In Libya, No Ordinary Intervention

Within 48 hours of the launch of NATO military action against the Qaddafi regime, the intervention is beset by fundamental questions about the reality of regional support and its strategic objective. The Arab League has walked back from its initial calls for a no-flight zone, and is now distancing itself from the widespread targeting of Libyan installations. On Sunday, Adm. Mike Mullen, the chairman of the Joint Chiefs of Staff, refused to identify a specific endgame for military action.

At stake is far more than a successful armed action against a militarily feeble opponent. Having made the fateful and perilous choice to go to war with Col. Muammar el-Qaddafi, the West now owes a debt to the wider — and strategically far more consequential — Arab reform movement that only an end to his regime can honor.

There is much to admire in the decision by NATO countries to intervene in the Libyan regime’s attempt to crush a popular uprising with brute force: a willingness to assist a long-repressed civilian population in its hour of existential need; a commitment, however belated, to back United Nations rhetoric of “Never Again” and the “Responsibility to Protect” with armed action; a recognition that allowing Colonel Qaddafi to reassert authority through brute force would embolden other autocrats to choose repression over reform.

Even as the precedents of Bosnia, Rwanda, and Kosovo are now being revisited for lessons both of action and inaction, it is essential that we recognize that this is no ordinary intervention.

First, if there is one thing students of intervention can agree on it is that resolutions are never enough and that action that is not decisive can be worse than no action at all. Rarely has a military campaign been undertaken with as much uncertainty about its aims, and as many declared caveats about what it would not be about (regime change) and what it would not involve (foreign occupation). Whatever the shock and awe imposed by the power of NATO’s modern armaments, surely Colonel Qaddafi can detect strategic irresolution as well as anyone.

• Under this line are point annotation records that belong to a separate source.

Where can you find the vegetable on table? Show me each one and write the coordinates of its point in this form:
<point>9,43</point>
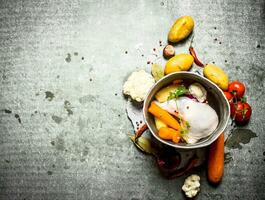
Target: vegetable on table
<point>229,96</point>
<point>138,84</point>
<point>169,134</point>
<point>168,51</point>
<point>159,124</point>
<point>180,62</point>
<point>180,90</point>
<point>216,75</point>
<point>164,116</point>
<point>241,112</point>
<point>157,71</point>
<point>216,160</point>
<point>196,59</point>
<point>191,185</point>
<point>163,94</point>
<point>237,89</point>
<point>181,29</point>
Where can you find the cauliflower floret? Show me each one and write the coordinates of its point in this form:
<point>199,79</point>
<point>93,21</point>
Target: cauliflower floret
<point>191,185</point>
<point>138,85</point>
<point>198,91</point>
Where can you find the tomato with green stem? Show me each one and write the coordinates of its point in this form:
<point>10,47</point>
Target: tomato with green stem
<point>237,89</point>
<point>241,112</point>
<point>229,96</point>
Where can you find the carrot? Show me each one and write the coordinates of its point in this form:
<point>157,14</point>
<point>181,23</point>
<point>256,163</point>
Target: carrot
<point>169,134</point>
<point>216,160</point>
<point>164,116</point>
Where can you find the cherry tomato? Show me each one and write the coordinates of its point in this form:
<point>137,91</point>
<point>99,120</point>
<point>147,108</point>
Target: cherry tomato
<point>241,112</point>
<point>236,88</point>
<point>229,96</point>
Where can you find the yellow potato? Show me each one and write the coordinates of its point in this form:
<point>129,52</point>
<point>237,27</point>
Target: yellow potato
<point>163,94</point>
<point>159,124</point>
<point>181,62</point>
<point>216,75</point>
<point>181,29</point>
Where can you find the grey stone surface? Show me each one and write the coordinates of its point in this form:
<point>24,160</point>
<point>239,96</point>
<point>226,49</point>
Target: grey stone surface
<point>62,66</point>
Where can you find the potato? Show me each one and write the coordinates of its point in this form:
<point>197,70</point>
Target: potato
<point>216,75</point>
<point>181,29</point>
<point>163,94</point>
<point>180,62</point>
<point>159,124</point>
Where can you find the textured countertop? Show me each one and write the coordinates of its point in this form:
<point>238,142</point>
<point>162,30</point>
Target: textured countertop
<point>63,126</point>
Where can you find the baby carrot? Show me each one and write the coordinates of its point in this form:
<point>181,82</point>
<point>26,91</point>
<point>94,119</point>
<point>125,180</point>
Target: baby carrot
<point>164,116</point>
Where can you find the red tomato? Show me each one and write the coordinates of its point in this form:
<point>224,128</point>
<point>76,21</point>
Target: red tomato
<point>229,96</point>
<point>237,88</point>
<point>241,112</point>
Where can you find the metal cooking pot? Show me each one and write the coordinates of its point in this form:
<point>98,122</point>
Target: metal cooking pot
<point>216,99</point>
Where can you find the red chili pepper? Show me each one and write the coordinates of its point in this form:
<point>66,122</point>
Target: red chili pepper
<point>196,60</point>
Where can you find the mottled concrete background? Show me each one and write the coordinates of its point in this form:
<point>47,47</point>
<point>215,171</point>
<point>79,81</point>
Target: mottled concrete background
<point>63,127</point>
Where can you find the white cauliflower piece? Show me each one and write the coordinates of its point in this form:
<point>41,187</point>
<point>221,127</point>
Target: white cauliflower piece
<point>191,185</point>
<point>198,91</point>
<point>138,85</point>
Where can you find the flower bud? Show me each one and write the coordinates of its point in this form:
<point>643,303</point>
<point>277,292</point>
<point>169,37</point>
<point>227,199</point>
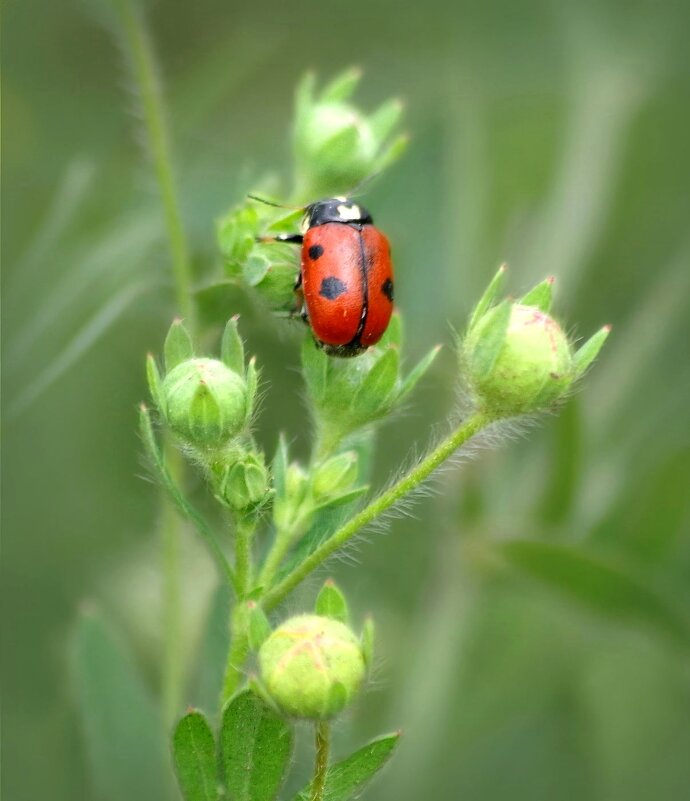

Second, the broader context of the most important Arab reform movement in 50 years requires a far starker assessment of the price of failure. An essential — if still underestimated — aspect of the Arab uprisings from Tunisia to Egypt, Yemen, Bahrain and even Saudi Arabia was the nationalist yearning for dignity and self-respect brutally denied the men and women of those societies by decades of politically infantilizing autocratic rule. Egyptians as Egyptians — not as Arabs or Muslims or Copts — rose in defense of their nation’s past and future.

The task of remaking their countries into modern, productive, representative societies with equal rights for men and women will be hard enough for the next Arab generation of leaders. Another prolonged and bloody conflict with the West will provide the perfect excuse for Arab autocrats to change the subject — away from their own illegitimacy and corrupt rule and toward a universally felt nationalist sentiment as powerful as that of freedom.

None of this need necessarily undermine the moral and strategic validity of the intervention. But just as it demonstrates the high stakes of the war on the Qaddafi regime, it reveals — however inconveniently — the only outcome that secures both objectives of Libyan freedom and continued Arab reform without doubt: a swift end to Colonel Qaddafi’s regime.

There were plentiful reasons to think that, faced with the prospect of starting another war in the Arab world, discretion would have been the better part of valor. But having opted for intervention at a time of unprecedented ferment and change among the Arabs, London and Washington have assumed responsibility for a cause far greater than Benghazi or Misrata.

And in an irony that George W. Bush and Tony Blair would appreciate, unseating Colonel Qaddafi without the introduction of Western ground troops is likely to require a great deal more luck than wars otherwise offer. The ghost of Iraq is not that easily dispensed with.

Nader Mousavizadeh, chief executive of Oxford Analytica, a global analysis and advisory firm, who served as special assistant to the former U.N. secretary general Kofi Annan from 1997-2003.